Release date: 2021-01-26

New features and enhancements

Encryption

  • Reworked internal crypto API.

  • Added support for PDF 2.0 encryption.

  • Added support for public key encryption.

  • Got rid of the homegrown RC4 class (not that it matters all to much, RC4 isn’t secure anyhow); all cryptographic operations in crypt.py are now delegated to oscrypto.

Signing

  • Encrypted files can now be signed from the CLI.

  • With the optional cryptography dependency, pyHanko can now create RSASSA-PSS signatures.

  • Factored out a low-level PdfCMSEmbedder API to cater to remote signing needs.

Miscellaneous

  • The document ID can now be accessed more conveniently.
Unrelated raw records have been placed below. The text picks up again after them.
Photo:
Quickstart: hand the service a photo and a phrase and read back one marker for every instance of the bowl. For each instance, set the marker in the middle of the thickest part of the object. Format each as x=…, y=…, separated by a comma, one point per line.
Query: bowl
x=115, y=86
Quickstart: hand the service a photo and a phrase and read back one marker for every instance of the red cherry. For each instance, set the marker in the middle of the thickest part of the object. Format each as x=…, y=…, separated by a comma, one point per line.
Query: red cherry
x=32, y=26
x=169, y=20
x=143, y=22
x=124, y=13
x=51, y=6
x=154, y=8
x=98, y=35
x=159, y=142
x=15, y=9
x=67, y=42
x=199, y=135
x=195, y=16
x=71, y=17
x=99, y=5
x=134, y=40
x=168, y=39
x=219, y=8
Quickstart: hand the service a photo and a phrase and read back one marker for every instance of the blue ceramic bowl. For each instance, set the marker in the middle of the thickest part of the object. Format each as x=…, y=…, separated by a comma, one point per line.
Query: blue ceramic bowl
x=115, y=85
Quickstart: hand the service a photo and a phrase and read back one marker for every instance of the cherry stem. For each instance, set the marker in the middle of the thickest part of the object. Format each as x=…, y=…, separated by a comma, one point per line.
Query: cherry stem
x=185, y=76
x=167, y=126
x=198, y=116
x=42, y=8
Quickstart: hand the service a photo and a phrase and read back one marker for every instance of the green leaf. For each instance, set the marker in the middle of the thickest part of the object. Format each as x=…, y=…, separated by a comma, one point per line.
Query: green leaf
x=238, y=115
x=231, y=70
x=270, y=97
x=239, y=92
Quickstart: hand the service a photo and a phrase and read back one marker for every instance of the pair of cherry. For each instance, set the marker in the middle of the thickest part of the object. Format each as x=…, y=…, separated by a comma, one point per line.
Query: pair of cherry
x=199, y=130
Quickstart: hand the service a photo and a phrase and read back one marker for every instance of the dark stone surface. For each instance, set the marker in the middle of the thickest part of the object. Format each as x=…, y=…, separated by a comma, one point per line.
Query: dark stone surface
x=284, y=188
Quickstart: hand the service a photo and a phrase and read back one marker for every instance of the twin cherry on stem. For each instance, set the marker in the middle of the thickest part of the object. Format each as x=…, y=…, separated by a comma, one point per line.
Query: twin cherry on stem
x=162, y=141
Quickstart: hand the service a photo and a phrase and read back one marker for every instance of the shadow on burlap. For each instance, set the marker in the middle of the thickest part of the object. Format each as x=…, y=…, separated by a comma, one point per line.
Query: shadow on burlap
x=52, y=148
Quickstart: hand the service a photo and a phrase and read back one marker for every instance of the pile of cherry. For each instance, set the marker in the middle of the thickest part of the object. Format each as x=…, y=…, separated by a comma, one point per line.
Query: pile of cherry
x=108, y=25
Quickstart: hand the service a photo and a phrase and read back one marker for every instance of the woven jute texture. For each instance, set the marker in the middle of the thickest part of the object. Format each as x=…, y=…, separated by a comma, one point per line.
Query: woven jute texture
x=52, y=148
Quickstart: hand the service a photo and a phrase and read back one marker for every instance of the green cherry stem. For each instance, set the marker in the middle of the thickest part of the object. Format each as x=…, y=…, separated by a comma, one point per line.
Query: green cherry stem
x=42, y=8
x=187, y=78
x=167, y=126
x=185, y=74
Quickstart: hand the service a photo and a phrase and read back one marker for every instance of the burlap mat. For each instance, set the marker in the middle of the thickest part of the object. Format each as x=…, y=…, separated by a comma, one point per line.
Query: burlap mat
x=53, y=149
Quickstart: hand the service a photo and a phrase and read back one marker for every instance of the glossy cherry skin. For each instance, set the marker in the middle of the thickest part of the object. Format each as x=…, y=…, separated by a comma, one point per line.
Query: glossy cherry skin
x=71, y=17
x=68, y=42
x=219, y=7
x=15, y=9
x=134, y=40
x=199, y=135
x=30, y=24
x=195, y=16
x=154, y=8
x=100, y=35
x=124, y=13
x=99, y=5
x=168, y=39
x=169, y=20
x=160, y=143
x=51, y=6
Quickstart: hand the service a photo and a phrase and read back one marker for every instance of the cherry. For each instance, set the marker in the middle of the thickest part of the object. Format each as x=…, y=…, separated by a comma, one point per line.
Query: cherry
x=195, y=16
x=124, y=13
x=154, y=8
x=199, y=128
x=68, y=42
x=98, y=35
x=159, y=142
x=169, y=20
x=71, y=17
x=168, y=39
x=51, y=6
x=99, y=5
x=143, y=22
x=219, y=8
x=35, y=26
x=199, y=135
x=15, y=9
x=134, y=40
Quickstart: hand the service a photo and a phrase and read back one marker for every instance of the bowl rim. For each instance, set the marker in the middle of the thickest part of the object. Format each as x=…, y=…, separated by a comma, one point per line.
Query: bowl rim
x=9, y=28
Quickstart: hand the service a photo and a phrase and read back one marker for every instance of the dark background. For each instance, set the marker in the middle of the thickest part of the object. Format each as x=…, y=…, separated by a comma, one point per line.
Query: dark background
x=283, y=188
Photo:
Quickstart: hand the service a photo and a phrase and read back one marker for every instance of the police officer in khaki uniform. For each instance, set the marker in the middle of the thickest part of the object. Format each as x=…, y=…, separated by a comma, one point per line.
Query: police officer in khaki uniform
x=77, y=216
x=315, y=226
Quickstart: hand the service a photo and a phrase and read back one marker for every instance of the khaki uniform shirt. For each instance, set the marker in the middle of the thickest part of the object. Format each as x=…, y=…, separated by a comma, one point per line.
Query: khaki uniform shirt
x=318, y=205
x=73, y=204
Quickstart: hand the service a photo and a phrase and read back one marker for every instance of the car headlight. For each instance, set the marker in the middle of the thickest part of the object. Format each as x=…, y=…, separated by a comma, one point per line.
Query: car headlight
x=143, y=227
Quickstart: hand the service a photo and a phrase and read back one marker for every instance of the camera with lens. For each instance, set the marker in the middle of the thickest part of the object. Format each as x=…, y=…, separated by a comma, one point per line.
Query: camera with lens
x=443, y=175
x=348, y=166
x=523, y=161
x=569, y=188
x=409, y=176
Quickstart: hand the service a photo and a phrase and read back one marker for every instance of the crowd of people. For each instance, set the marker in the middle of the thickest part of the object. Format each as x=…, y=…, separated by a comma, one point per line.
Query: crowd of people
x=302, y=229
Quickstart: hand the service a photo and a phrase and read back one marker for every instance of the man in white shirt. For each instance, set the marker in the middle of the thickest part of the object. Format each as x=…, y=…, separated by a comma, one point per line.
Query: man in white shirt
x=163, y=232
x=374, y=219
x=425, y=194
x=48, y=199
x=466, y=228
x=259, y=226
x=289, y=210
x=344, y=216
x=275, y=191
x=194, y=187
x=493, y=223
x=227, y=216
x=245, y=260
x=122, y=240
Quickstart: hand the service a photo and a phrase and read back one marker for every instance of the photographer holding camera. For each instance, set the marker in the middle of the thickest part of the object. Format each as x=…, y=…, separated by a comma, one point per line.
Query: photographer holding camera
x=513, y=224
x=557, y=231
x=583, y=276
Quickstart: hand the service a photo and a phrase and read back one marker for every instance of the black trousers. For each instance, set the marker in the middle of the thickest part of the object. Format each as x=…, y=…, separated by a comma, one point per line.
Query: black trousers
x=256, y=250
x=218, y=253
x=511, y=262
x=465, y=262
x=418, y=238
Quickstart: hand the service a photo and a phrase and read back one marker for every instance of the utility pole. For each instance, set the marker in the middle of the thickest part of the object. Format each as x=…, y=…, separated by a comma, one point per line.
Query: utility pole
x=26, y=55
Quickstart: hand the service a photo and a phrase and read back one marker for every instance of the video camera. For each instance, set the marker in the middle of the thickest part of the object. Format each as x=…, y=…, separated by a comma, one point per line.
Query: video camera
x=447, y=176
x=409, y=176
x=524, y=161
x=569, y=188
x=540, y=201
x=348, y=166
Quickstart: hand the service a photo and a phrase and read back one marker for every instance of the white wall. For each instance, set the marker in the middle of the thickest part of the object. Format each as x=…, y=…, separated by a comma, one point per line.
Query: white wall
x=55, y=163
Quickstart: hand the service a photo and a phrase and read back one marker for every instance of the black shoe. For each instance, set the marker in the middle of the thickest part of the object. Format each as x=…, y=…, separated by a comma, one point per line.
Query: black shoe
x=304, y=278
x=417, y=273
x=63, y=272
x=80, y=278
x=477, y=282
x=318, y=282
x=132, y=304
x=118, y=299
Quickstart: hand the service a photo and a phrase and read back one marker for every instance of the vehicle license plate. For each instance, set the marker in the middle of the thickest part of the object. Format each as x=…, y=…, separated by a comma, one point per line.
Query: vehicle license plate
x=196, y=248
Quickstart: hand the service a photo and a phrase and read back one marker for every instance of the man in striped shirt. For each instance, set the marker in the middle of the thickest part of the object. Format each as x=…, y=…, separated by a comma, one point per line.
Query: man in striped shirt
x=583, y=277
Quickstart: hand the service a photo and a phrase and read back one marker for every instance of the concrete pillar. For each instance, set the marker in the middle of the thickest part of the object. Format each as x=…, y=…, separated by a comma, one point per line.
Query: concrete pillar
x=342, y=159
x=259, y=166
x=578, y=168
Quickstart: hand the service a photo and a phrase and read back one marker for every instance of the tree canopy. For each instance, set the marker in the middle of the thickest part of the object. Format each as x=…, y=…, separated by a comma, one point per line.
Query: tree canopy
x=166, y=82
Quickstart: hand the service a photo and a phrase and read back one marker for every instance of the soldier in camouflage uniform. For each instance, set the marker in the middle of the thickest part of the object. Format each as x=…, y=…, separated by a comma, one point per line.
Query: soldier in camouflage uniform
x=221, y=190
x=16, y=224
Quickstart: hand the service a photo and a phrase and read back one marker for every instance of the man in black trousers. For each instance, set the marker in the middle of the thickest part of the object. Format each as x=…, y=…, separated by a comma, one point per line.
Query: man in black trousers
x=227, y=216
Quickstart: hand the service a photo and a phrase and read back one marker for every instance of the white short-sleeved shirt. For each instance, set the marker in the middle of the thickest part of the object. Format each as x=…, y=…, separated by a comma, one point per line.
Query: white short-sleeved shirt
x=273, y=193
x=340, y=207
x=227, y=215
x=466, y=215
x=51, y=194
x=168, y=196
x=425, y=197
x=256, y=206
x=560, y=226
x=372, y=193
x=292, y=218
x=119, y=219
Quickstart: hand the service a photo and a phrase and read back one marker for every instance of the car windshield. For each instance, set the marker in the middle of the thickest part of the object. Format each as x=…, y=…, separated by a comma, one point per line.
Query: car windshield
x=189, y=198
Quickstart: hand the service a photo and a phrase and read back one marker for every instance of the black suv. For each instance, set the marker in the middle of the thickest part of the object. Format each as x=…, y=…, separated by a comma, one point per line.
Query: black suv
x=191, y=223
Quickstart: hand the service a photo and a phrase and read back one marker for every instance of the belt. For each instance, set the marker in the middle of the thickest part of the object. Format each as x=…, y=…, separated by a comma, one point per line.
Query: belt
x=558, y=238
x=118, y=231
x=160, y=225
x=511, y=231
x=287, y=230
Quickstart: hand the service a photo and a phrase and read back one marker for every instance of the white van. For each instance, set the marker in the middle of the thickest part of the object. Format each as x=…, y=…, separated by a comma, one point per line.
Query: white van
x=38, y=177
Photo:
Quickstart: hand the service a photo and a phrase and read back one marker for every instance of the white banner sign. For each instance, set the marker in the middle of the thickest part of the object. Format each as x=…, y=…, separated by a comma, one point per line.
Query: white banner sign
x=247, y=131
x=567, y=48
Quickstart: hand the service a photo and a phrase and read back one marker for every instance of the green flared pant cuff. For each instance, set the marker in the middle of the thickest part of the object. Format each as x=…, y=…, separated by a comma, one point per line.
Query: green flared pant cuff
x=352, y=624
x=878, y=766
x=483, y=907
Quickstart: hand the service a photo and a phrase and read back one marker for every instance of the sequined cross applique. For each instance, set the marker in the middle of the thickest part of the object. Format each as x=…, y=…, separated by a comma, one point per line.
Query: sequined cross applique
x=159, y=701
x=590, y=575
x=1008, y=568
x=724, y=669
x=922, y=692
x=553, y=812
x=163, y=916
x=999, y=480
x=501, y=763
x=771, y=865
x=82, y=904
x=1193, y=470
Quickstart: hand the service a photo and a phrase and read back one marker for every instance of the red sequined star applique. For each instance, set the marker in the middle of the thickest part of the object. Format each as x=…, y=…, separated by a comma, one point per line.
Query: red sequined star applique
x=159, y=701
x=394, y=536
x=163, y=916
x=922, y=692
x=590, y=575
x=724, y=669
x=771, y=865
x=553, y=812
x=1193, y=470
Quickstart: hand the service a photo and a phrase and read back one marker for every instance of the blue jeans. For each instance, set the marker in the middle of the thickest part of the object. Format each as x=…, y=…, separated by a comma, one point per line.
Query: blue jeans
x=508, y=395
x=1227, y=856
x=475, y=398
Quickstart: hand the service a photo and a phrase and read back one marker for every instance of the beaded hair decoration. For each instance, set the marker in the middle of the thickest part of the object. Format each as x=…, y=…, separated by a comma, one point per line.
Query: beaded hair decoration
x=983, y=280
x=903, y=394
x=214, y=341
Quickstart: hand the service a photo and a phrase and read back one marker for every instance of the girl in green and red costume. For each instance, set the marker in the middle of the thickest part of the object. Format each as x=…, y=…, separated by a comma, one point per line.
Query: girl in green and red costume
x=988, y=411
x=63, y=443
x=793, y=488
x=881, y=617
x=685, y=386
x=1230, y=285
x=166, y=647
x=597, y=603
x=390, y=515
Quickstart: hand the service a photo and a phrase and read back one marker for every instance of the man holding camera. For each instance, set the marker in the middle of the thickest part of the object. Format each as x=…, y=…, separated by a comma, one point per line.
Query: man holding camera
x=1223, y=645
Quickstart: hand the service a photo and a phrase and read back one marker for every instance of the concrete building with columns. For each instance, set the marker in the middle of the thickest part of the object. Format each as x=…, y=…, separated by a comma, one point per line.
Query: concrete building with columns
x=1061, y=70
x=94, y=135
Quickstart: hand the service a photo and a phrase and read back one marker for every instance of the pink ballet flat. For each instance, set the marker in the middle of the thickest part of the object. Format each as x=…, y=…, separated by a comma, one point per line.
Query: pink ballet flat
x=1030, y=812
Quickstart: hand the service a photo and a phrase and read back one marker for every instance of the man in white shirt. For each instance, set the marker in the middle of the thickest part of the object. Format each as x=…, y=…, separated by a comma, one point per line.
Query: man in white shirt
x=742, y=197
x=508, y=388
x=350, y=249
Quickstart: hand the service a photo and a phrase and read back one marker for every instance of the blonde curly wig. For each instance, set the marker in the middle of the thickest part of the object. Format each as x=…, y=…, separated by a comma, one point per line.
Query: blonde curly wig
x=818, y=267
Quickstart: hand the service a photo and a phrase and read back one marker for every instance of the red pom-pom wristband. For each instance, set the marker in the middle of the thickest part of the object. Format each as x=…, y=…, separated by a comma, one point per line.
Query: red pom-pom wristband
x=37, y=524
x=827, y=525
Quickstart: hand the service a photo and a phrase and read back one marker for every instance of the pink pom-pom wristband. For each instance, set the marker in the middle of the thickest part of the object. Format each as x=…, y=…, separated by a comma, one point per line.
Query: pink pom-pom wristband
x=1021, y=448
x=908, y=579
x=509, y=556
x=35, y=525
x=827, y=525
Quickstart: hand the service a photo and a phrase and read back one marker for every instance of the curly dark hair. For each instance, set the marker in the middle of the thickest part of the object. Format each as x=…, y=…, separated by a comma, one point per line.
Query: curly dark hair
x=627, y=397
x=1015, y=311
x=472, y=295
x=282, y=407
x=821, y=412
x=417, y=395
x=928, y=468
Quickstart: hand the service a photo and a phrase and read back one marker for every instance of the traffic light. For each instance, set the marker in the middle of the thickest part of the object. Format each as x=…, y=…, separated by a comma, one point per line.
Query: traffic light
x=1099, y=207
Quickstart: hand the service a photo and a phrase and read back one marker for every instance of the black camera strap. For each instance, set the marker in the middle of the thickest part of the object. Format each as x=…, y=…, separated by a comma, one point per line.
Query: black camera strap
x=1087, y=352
  • The version number is now single-sourced in version.py.

  • Initialising the page tree in a PdfFileWriter is now optional.

  • Added a convenience function for copying files.

Validation

  • With the optional cryptography dependency, pyHanko can now validate RSASSA-PSS signatures.

  • Difference analysis checker was upgraded with capabilities to handle multiply referenced objects in a more straightforward way. This required API changes, and it comes at a significant performance cost, but the added cost is probably justified. The changes to the API are limited to the diff_analysis module itself, and do not impact the general validation API whatsoever.

Bugs fixed

  • Allow /DR and /Version updates in diff analysis

  • Fix revision handling in trailer.flatten()

0.2.0

Release date: 2021-01-10

New features and enhancements

Signing

  • Allow the caller to specify an output stream when signing.

Validation

  • The incremental update analysis functionality has been heavily refactored into something more rule-based and modular. The new difference analysis system is also much more user-configurable, and a (sufficiently motivated) library user could even plug in their own implementation.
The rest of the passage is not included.